In general, even if the accounting method has been greatly buffered, the rate of decline in net profit has slowed down, but as of June 30, 2018, it has been involved in holding.
CITIC stock
The performance of YOUNGOR's net profit is still unsatisfactory.
If the YOUNGOR executives "buy and sell are based on market conditions", then YOUNGOR will sell shares of CITIC shares which are heavily encroached on profits.
Investment business is still popular.
from
Garment industry
YOUNGOR, which was launched in 1998, divided the business into three parts: clothing, real estate and investment. It is one of the first enterprises to diversify.
Among them, YOUNGOR has made many achievements in the investment field.
According to the finance of the times, in 2007, YOUNGOR gained more than 2 billion 460 million yuan by reducing its stake in CITIC Securities.

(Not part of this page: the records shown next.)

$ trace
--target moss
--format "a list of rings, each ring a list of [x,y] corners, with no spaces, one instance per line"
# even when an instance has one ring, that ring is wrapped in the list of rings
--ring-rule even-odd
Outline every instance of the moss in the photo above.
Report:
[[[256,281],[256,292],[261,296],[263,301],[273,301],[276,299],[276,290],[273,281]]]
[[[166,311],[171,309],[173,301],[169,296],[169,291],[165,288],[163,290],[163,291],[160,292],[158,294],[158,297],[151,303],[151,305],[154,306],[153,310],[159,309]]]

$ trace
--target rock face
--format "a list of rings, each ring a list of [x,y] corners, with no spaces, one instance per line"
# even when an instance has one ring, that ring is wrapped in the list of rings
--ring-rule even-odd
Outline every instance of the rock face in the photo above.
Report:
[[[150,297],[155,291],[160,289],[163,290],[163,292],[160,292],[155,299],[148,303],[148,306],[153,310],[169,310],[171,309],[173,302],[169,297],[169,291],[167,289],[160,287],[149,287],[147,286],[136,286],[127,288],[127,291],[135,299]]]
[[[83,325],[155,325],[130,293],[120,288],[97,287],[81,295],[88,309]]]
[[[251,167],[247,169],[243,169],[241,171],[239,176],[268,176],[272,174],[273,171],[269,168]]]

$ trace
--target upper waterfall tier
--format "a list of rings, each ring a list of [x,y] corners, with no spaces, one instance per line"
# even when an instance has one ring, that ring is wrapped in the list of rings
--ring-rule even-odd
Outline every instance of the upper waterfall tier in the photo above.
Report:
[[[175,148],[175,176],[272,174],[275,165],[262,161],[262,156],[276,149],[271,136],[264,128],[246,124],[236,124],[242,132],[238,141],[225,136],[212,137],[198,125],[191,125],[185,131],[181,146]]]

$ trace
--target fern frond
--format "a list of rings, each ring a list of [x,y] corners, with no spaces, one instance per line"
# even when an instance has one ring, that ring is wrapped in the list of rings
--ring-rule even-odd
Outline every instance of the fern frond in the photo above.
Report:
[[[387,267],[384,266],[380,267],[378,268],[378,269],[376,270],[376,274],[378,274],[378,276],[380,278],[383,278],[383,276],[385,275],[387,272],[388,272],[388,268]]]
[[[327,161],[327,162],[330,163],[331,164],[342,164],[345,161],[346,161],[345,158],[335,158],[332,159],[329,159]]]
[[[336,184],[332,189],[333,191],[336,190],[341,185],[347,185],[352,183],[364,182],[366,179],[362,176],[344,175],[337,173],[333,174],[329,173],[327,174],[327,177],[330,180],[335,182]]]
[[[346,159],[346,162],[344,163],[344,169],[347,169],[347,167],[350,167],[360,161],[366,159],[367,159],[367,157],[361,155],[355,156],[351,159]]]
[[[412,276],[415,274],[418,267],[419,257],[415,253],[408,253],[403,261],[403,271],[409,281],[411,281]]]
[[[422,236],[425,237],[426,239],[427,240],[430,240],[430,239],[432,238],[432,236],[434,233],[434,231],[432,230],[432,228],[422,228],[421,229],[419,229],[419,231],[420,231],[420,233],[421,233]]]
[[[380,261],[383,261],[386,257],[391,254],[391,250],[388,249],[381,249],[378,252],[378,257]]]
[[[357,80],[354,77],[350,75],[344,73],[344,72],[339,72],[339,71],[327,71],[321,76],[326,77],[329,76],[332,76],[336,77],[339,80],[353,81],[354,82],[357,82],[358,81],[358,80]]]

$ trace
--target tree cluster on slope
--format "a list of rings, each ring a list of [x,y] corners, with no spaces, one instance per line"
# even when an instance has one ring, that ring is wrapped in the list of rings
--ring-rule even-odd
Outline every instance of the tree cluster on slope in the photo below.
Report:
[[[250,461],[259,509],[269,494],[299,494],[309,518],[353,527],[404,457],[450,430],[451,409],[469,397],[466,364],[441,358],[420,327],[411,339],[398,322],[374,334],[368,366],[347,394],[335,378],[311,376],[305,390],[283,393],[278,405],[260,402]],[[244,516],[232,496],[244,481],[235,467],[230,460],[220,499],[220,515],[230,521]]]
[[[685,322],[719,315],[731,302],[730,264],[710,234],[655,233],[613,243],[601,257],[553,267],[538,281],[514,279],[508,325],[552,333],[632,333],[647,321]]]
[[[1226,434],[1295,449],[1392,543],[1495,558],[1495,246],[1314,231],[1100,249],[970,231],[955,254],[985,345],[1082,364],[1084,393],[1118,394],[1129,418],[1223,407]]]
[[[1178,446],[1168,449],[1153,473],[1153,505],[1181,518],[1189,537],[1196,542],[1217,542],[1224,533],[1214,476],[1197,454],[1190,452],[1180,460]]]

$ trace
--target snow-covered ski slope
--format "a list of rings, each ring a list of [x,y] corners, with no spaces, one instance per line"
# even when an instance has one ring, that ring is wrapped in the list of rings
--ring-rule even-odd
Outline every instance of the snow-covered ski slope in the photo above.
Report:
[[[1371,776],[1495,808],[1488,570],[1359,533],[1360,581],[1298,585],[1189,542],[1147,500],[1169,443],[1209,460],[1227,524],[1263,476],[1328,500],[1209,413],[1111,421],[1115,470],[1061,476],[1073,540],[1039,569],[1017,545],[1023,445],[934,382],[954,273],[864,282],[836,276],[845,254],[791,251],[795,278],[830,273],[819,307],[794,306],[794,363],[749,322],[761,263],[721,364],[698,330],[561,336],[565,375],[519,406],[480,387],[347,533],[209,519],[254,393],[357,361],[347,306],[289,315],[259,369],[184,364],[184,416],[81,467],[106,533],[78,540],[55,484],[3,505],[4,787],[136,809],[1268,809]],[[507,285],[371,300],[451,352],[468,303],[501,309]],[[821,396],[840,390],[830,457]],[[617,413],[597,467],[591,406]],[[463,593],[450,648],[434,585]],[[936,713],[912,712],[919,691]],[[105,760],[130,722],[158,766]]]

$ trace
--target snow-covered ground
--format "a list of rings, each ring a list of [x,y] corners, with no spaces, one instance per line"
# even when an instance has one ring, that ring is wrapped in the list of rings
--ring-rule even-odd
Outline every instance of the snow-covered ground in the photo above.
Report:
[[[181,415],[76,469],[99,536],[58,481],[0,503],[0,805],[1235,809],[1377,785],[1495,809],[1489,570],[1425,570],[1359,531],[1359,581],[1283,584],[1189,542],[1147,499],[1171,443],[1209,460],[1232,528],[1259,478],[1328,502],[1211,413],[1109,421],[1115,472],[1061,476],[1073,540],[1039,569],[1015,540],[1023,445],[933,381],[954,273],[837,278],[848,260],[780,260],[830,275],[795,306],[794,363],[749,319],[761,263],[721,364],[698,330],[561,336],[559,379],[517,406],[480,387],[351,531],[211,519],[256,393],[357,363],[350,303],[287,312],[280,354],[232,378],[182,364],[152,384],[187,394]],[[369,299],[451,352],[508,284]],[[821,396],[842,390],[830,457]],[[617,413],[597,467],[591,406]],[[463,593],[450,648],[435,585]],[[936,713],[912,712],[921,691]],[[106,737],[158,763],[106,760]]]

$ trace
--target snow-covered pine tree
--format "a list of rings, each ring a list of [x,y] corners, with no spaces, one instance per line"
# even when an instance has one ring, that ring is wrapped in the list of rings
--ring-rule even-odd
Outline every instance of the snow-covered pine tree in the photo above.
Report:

In 2009, it gained about 1 billion 860 million yuan by reducing CITIC Securities, Haitong Securities and Jinma shares, and gained 536 million yuan from China Ping An, Guang Bo stock and Jin Zhengda in 2015.

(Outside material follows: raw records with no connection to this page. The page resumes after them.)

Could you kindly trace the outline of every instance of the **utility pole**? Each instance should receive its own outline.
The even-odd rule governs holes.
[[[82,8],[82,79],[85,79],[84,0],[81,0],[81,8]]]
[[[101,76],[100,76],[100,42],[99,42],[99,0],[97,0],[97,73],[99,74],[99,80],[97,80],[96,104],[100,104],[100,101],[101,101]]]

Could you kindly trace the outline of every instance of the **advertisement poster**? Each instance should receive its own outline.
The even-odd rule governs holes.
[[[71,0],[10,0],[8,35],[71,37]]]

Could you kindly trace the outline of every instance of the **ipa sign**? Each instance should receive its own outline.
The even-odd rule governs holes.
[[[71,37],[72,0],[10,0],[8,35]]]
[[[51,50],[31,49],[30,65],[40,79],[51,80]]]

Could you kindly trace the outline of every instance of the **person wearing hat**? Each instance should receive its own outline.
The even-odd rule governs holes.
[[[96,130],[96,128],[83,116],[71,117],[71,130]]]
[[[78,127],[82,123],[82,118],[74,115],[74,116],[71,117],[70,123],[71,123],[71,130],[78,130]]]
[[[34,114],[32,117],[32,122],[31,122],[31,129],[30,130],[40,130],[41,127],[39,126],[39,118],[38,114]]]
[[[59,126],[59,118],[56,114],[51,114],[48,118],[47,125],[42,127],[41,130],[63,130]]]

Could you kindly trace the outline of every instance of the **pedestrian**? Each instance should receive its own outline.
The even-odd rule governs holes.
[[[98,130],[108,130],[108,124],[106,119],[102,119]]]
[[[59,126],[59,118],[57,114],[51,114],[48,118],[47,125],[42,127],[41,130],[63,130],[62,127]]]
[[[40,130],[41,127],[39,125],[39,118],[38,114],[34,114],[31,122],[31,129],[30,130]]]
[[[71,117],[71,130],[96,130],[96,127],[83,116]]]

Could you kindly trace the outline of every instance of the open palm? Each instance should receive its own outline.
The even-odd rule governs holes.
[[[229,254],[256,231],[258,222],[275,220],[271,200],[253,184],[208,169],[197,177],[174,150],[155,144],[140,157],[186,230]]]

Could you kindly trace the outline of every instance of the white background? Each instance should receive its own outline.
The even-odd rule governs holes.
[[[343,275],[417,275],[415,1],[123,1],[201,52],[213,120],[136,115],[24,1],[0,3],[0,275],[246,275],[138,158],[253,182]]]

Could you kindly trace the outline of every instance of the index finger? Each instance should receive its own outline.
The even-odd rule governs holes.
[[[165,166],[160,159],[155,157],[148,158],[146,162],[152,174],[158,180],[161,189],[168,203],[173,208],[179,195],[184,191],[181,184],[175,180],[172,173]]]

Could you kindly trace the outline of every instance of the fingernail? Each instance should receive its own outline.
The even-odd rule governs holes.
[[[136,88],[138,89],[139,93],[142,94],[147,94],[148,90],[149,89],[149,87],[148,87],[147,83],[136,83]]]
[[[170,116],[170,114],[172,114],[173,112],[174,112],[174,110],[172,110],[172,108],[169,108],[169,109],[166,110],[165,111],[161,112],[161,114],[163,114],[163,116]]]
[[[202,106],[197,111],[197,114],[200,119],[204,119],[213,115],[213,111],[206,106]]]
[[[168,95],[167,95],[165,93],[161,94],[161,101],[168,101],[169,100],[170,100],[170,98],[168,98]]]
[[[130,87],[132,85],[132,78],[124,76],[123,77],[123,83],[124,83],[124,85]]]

YOUNGOR's investment standard of not losing professional investment institutions was once dubbed by investors as "mental arithmetic", "elegant securities" and "elegant investment".
But YOUNGOR has never lost its hand. In the recent 20 years of speculation, YOUNGOR has suffered losses many times.
According to the annual report, YOUNGOR's investment business lost 1 billion 317 million yuan in 2008, lost 230 million yuan in 2012, and lost 489 million yuan in 2013.
The CITIC stock, which was invested in 2015, is a big failure at the moment, which directly led to a decline in overall net profit and a loss of 1 billion 689 million yuan in 2017.
Because of the volatile income of investment business, YOUNGOR has made more than one public announcement to return to the main garment industry. In 2012, the founder Li Ru made a high profile and said "let the clothing industry run."
Then, in 2016, Li Rucheng emphasized once again that if YOUNGOR really wants to be bigger and stronger, clothing is the core.
"The real estate industry is constantly adjusting and controlling. It is not very clear. This road is hard for YOUNGOR to go through, and the opportunity for investment is relatively large. We do not have a very strong and professional team here."
From the recent six years' annual report data, we can see that compared with the ups and downs of the real estate business and investment business, the net profit performance of YOUNGOR's clothing sector is the most stable.
But stability is also a fact of slow growth.
Although the real estate business and investment business are both good and bad, they contribute more to the overall net profit of YOUNGOR, especially the investment business.
It is precisely because of this, even if many times shouted back to the clothing industry, but YOUNGOR's love for investment business is increasing.
According to the times finance and economics understanding, before 2014, YOUNGOR's investment business followed the idea of "adjusting the structure and controlling the scale", but in 2015, when it became a big stake in CITIC shares, YOUNGOR's investment business development thought became "development and stability simultaneously", and has continued to this day.
In the first half of 2018, YOUNGOR invested 1 billion 120 million more in holding 65 million 914 thousand and 100 shares of Ningbo bank, and invested 925 million yuan in 9 new projects, such as Sino integrity credit reporting Co., Ltd. and Beijing Intelligent Information Management Consulting Co., Ltd.
As of the first half of 2018, YOUNGOR has invested 29 billion 26 million yuan, with a final book value of 29 billion 666 million yuan and a market value of 31 billion 613 million yuan.
Overall, despite the drag on CITIC shares, the book value of YOUNGOR's investment business is still higher than the cost of investment, and YOUNGOR does not seem to have influenced investment confidence due to the bad performance of CITIC shares.
After all, it is a veteran of the stock market in the past 20 years. YOUNGOR knows what business is the fastest way to make money.